There’s a Bikeshare station near my home in Mount Pleasant and a number of stations close to many of the places that I frequent. I’ve found numerous uses for Capitol Bikeshare in the past year: biking to a settlement meeting in a suit; riding to work or an evening out in a skirt and heels; meeting up with friends when I knew I would be too tired to bike home; riding in one direction when I want to walk part way or if the weather is expected to turn ugly; or biking home when a cab is too expensive or traditional public transit is too slow. I have also used Bikeshare a fair amount in the winter to reduce wear and tear on my own bikes from salt, sand and slush (and to circumvent a mess in the house where I store them). I’ve even used Bikeshare – with an overnight backpack on – to travel to Union Station and catch the Amtrak on my way to visit family. And out-of-town friends use it on their visits with us so that we can ride around together.
The sheer range and number of people that I see on Bikeshare bikes makes me smile on a daily basis. Overall, I find Bikeshare a wonderful addition to the urban transit landscape.
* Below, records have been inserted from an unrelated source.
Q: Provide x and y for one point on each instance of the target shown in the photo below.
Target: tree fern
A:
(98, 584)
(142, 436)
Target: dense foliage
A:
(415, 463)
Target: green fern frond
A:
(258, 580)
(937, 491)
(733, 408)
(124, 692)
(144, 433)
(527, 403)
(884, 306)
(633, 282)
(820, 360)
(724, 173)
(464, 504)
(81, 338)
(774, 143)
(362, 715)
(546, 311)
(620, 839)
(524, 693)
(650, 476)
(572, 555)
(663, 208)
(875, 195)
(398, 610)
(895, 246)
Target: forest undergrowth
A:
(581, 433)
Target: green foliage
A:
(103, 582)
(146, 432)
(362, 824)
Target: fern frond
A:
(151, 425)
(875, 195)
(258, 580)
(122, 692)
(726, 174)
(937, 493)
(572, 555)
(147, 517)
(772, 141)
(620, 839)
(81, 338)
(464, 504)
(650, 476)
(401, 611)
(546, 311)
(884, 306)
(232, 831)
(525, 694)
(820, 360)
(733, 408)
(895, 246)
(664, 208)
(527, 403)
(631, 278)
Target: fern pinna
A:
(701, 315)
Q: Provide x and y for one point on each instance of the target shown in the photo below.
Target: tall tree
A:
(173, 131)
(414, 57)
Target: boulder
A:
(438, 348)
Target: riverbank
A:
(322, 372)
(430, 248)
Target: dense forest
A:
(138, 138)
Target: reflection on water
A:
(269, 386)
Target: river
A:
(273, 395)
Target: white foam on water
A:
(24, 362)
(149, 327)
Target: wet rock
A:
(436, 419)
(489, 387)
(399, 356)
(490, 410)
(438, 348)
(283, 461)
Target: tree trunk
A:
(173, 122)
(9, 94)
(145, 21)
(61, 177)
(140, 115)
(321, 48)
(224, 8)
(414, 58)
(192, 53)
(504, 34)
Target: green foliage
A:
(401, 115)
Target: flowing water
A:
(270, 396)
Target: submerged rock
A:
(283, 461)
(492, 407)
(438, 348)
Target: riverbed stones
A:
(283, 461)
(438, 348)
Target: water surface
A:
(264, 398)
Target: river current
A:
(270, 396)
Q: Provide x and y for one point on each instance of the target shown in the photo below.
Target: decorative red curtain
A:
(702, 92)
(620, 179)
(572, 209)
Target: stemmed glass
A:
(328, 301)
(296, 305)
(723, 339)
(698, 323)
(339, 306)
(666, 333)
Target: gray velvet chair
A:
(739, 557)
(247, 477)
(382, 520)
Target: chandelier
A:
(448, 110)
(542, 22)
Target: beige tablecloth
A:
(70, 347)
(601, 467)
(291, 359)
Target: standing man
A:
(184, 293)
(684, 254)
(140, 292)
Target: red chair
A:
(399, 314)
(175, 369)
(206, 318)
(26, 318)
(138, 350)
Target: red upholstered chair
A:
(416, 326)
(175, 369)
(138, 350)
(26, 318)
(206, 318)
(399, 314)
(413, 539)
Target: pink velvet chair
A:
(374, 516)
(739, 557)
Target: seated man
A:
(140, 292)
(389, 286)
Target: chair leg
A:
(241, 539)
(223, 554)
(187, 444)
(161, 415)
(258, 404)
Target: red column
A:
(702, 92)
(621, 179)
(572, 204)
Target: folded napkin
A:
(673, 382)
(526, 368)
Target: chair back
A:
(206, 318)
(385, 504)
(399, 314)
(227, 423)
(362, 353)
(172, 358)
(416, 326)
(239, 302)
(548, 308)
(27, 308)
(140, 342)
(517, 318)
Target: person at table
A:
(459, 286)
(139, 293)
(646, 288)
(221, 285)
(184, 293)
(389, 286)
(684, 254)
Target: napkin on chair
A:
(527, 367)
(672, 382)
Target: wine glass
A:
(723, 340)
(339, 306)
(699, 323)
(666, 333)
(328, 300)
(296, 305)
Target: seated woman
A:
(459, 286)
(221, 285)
It has extended the range of trips that I take by bike and, from what I’ve seen, gets a wider range of people out on two wheels.
Voices of Bike Share
Curtis Caldwell is a chief in Denver, CO - and a member of Denver B-Cycle. Here's why he rides, in his own words.
I began using the Denver Bike Sharing program last year, shortly after its inaugural launch on Earth Day. I used to own a bike that got me wherever I needed to go in the city, but it was stolen around the same time B-Cycle started. I bought into the program, as that was more cost-effective than purchasing a new bike.
I'm lucky to live in the Capitol Hill area, as there are four B-Cycle stations within two blocks of my current apartment. Plus, there's a station behind Vesta Dipping Grill, my work, at 18th and Blake streets. I find myself using the system to bring home groceries, travel downtown to see movies, ride to the Cherry Creek Mall for people-watching, bike to various parks around Denver and just get out and enjoy the sun and beautiful weather. There is barely a day that goes by that I don't use a B-Cycle at least once.
I love the program because it's convenient. I never have to worry about a flat tire. I don't have to worry about it being stolen, since it locks into the kiosk. If I ride it somewhere where there isn't a kiosk, the built-in lock works wonderfully. The bike has built-in front and rear lights, as well as a sweet bell. It's a three-speed, so no hill is ever an issue. Plus, a built-in GPS system tracks the bike and will tally your miles, carbon offset and rank among all riders in miles traveled.
As of May 2011, I was in fourth place for the most miles traveled. Last year I finished in first place at 1,600 miles (2,575 kilometers) traveled.